The mechanical efficiency of the current continuously variable transmission (CVT) suffers from high pump loss induced by a high-pressure system. A novel wedge mechanism is designed into the CVT clamp actuation system to generate the majority of clamp force mechanically. Therefore, the hydraulic system can operate at a low-pressure level most of the time, and the pump loss is greatly reduced to improve the CVT’s mechanical efficiency. Through dynamic analysis and design optimization, 90% of clamp force is contributed by the wedge mechanism and the rest of the 10% is generated by a conventional hydraulic system. The optimal design is validated through dynamic modeling using Siemens Virtual.Lab software by simulating the wedge clamp force generation, ratio change dynamics, and system response under tip-in conditions.

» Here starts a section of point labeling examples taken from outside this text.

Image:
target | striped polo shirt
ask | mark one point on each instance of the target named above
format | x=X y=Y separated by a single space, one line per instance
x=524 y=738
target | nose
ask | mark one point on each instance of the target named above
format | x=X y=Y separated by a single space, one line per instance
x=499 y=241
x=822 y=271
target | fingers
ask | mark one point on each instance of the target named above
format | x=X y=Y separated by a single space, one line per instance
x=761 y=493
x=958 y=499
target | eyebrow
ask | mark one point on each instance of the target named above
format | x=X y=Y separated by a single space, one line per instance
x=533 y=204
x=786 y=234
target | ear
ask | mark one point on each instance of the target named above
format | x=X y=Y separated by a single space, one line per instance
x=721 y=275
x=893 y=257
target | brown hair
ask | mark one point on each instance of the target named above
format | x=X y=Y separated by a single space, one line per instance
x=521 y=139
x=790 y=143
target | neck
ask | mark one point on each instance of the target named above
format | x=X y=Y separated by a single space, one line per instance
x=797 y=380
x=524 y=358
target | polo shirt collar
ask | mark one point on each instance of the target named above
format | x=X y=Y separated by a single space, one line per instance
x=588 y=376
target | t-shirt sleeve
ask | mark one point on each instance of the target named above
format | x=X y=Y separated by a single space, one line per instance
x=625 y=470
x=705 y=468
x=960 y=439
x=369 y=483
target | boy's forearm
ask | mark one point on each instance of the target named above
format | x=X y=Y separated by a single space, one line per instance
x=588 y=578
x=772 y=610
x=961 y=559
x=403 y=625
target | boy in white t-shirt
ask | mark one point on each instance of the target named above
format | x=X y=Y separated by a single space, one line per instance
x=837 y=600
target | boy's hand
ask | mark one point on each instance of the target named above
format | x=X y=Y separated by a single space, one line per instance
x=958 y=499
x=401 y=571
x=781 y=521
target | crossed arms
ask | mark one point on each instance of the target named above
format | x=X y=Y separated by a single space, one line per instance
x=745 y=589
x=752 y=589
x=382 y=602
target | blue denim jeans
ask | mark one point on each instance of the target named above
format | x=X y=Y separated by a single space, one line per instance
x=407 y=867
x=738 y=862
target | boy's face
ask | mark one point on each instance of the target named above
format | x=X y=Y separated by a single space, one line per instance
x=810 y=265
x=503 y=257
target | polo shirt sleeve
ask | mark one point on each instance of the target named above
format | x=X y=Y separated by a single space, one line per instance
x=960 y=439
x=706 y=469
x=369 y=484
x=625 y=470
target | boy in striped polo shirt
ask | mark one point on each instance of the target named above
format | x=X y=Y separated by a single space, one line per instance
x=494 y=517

After that, we built prototype components that target 70% of the clamp force contributed by the wedge mechanism and tested them on a transmission dynamometer. The testing results validated the design with reduced hydraulic pressure, the continuous variable unit (CVU) has above 96% peak efficiency and good ratio change capability. It maintains a stable ratio under different vehicle dynamics conditions, such as engine fire torque pulse, pothole, and engine braking. Fuel economy (FE) evaluation is performed under two scenarios with the Federal Test Procedure (FTP) driving cycle. Assuming 70% of pump loss reduction, the composite FE can be improved by 3.4%. More aggressively, assuming 90% of pump loss reduction, the FE improvement can be 4.4%. However, the major challenge of this concept for automotive application is the reverse gear function because the wedge mechanism can only work unidirectionally. A further consideration is needed such as moving the planetary gearset downstream of the CVU so that the wedge does not need to work bidirectionally.